Questo succede, Eccellenza per la confusione causata dai frequenti ribassi che si apportano nelle opere Vostre, poiché va certo che tutte le rotture di contratti, così come i mancamenti di parola ed il ripetersi degli appalti ad altro non servono che ad attirarVi, quali Impresari, tutti i miserabili che non sanno dove batter del capo ed i bricconi e gli ignoranti, facendo al tempo medesimo fuggire da Voi quanti hanno i mezzi e la capacità per condurre un’impresa.
E dirò, inoltre che tali ribassi ritardano e rincarano considerevolmente i lavori, i quali ognora più scadenti diverranno.
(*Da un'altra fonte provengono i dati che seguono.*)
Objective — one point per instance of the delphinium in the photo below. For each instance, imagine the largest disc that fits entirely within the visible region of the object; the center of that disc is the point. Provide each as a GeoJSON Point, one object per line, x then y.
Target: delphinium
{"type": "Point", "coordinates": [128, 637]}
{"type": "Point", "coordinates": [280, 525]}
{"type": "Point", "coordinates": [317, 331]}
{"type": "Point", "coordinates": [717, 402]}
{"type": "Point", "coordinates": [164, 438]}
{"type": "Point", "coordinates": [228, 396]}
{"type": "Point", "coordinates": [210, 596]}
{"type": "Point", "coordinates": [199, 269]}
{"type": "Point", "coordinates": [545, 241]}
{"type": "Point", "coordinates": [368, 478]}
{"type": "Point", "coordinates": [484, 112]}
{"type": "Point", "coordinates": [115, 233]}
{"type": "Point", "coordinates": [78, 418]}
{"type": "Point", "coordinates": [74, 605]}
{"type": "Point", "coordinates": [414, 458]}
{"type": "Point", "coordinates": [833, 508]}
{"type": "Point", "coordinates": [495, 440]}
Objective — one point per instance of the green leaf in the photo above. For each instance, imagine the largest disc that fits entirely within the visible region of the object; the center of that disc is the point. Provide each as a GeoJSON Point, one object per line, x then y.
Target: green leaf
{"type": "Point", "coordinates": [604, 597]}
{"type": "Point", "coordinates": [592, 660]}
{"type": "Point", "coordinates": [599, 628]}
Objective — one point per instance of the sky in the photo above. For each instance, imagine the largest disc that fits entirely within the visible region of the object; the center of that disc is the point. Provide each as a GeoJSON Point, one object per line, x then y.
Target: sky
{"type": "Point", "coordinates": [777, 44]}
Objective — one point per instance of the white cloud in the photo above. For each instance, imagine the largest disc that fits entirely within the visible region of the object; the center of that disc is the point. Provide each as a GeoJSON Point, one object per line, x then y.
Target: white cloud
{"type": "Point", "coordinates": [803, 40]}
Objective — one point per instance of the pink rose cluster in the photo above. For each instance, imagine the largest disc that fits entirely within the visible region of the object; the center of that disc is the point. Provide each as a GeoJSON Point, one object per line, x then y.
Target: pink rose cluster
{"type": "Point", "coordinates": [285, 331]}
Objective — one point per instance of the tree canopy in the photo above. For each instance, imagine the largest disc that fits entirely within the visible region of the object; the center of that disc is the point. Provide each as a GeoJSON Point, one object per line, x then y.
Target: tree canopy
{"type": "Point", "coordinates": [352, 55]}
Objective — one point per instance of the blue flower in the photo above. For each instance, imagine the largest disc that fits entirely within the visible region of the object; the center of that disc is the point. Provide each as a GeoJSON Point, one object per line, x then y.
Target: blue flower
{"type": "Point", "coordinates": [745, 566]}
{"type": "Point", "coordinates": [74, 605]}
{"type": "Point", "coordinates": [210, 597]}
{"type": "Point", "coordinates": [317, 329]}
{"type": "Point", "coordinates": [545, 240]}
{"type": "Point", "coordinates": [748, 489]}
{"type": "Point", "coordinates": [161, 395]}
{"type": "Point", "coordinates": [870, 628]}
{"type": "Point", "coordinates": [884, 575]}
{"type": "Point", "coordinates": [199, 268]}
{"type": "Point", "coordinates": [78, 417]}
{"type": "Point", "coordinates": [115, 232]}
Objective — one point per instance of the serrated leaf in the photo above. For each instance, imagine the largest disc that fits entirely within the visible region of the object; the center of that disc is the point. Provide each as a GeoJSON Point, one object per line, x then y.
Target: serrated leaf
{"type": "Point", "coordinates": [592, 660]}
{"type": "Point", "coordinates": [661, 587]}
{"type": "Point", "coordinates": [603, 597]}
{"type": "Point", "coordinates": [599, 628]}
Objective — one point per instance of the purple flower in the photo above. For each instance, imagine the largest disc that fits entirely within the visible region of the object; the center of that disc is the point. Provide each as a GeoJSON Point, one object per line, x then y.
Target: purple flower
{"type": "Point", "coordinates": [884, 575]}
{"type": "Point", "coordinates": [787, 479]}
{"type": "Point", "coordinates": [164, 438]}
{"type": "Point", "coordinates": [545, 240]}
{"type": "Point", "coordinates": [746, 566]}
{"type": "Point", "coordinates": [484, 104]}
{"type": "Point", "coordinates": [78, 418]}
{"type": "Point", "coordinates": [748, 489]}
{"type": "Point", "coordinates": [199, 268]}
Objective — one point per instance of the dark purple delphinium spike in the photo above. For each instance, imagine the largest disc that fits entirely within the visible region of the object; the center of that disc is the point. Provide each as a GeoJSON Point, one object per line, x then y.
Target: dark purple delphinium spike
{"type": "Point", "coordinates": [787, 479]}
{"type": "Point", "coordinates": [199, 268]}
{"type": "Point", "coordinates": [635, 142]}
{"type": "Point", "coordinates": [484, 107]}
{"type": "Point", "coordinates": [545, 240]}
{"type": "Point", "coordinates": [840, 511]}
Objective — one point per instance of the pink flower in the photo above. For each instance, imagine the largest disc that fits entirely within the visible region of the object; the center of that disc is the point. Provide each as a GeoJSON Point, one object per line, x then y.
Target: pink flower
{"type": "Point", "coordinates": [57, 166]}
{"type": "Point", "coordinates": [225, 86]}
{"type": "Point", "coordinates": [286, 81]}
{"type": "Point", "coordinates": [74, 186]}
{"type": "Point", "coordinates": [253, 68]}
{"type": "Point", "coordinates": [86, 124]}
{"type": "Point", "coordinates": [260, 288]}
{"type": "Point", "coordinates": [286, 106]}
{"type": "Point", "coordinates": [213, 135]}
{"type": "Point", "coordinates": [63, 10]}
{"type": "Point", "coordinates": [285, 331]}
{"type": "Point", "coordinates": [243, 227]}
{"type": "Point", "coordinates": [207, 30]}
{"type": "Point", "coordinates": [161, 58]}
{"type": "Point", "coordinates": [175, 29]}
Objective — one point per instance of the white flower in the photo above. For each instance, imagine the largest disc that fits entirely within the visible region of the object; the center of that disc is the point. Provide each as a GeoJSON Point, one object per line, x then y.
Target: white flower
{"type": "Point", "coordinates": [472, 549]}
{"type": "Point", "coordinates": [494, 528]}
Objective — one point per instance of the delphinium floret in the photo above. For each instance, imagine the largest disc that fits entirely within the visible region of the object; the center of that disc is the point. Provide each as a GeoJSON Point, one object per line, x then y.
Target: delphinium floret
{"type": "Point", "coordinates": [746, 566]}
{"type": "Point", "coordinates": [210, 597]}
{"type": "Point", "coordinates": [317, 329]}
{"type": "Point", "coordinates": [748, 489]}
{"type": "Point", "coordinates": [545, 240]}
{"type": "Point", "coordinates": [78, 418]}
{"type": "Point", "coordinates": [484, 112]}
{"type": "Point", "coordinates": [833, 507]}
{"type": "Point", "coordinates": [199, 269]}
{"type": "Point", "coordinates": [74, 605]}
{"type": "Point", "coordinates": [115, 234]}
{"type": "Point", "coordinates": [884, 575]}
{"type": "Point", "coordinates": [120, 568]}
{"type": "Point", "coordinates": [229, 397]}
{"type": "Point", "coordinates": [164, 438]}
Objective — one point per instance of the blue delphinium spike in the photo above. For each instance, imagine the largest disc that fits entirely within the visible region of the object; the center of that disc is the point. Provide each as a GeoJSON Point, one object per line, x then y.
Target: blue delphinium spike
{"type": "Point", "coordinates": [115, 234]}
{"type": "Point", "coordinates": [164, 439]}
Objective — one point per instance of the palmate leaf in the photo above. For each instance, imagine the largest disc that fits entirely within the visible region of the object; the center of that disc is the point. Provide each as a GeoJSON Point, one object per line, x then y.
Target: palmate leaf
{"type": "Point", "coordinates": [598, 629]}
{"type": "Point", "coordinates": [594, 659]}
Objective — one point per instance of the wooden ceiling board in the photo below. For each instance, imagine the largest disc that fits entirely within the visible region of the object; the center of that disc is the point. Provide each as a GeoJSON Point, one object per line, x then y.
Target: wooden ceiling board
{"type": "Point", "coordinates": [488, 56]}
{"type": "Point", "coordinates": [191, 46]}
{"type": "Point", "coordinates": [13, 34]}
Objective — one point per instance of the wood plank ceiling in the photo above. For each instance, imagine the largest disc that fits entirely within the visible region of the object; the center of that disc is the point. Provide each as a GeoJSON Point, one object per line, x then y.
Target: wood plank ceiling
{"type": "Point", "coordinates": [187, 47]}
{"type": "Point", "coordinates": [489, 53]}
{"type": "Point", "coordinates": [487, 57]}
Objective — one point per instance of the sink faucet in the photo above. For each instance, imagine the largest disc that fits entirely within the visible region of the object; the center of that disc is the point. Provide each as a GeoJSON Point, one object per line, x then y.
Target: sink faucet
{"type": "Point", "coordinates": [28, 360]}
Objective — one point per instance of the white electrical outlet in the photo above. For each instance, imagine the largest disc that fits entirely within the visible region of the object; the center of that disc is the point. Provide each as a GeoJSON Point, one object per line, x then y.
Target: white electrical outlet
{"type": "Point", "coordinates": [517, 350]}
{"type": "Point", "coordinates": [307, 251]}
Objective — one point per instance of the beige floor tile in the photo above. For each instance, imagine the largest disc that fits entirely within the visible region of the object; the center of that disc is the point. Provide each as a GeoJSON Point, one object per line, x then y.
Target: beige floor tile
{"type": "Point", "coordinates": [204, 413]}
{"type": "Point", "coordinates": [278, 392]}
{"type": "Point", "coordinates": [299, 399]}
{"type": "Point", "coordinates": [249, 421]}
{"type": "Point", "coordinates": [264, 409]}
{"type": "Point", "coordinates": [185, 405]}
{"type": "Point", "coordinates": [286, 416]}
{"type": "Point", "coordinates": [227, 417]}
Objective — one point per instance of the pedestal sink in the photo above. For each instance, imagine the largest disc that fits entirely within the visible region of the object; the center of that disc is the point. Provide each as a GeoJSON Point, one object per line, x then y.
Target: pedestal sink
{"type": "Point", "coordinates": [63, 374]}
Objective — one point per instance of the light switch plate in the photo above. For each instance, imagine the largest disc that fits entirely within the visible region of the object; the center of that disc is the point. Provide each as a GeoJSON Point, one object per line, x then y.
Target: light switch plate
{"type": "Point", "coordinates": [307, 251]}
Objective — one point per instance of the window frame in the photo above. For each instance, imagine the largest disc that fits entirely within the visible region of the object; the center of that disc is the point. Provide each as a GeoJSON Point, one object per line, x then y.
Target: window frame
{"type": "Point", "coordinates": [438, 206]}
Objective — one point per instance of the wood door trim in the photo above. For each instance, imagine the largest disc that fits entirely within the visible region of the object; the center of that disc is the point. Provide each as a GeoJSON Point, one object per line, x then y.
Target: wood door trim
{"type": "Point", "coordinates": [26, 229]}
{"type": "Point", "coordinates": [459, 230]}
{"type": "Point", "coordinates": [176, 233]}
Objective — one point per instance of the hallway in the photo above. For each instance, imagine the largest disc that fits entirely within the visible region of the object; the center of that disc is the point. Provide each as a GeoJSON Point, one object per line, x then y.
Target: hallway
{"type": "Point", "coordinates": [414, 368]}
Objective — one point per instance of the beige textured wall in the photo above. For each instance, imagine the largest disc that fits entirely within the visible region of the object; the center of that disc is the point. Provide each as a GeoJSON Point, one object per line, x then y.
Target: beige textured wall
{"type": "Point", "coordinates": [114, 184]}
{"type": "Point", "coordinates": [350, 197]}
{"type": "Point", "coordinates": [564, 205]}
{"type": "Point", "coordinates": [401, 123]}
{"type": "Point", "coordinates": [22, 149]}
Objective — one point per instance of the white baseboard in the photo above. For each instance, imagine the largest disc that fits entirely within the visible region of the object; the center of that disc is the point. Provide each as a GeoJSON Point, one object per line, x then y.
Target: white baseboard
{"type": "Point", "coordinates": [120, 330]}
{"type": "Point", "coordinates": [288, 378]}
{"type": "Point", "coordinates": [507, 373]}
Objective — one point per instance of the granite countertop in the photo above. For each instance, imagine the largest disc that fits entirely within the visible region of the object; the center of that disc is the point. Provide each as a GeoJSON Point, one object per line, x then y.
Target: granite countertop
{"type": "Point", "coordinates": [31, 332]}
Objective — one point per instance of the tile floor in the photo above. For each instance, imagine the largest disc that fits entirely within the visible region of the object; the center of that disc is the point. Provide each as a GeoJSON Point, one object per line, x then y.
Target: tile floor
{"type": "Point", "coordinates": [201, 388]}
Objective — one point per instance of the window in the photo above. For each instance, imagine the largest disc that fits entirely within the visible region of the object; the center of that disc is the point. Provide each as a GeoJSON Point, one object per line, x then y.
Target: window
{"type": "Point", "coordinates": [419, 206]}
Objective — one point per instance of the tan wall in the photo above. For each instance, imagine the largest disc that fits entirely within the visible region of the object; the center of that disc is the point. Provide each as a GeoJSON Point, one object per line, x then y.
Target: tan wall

E dirò pure che le economie realizzate con tali ribassi e sconti cotanto accanitamente ricercati, saranno immaginarie, giacché similmente avviene per un Impresario che perde, quanto per un individuo che s’annoia: s’atttacca egli a tutto ciò che può, ed attaccarsi a tutto ciò che si può, in materia di costruzioni, significa non pagare i mercanti che forniscono i materiali, compensare malamente i propri operai, imbrogliare quanta più gente si può, avere la mano d’opera più scadente, come quella che a minor prezzo si dona, adoperare i materiali peggiori, trovare cavilli in ogni cosa e leggere la vita ora di questo ora di quello.
Ecco dunque quanto basta, Eccellenza, perché vediate l’errore di questo Vostro sistema; abbandonatelo quindi in nome di Dio; ristabilite la fiducia, pagate il giusto prezzo dei lavori, non rifiutate un onesto compenso ad un imprenditore che compirà il suo dovere.
Sarà sempre questo l’affare migliore che Voi potrete fare.
Architetto Sébastien Le Prestre Marchese di Vauban
Parigi, il 17 luglio del 1693
Una denuncia accorata che a distanza di più di tre secoli resta quanto mai pertinente e attuale. Se nel criterio del massimo ribasso si annida generalmente un evidente pericolo per la trasparenza e la corretta esecuzione degli appalti pubblici, è vero pure che tale pericolo è notevolmente accresciuto quando ad essere interessati sono gli interventi sul patrimonio storico e monumentale. Proviamo a spiegarlo.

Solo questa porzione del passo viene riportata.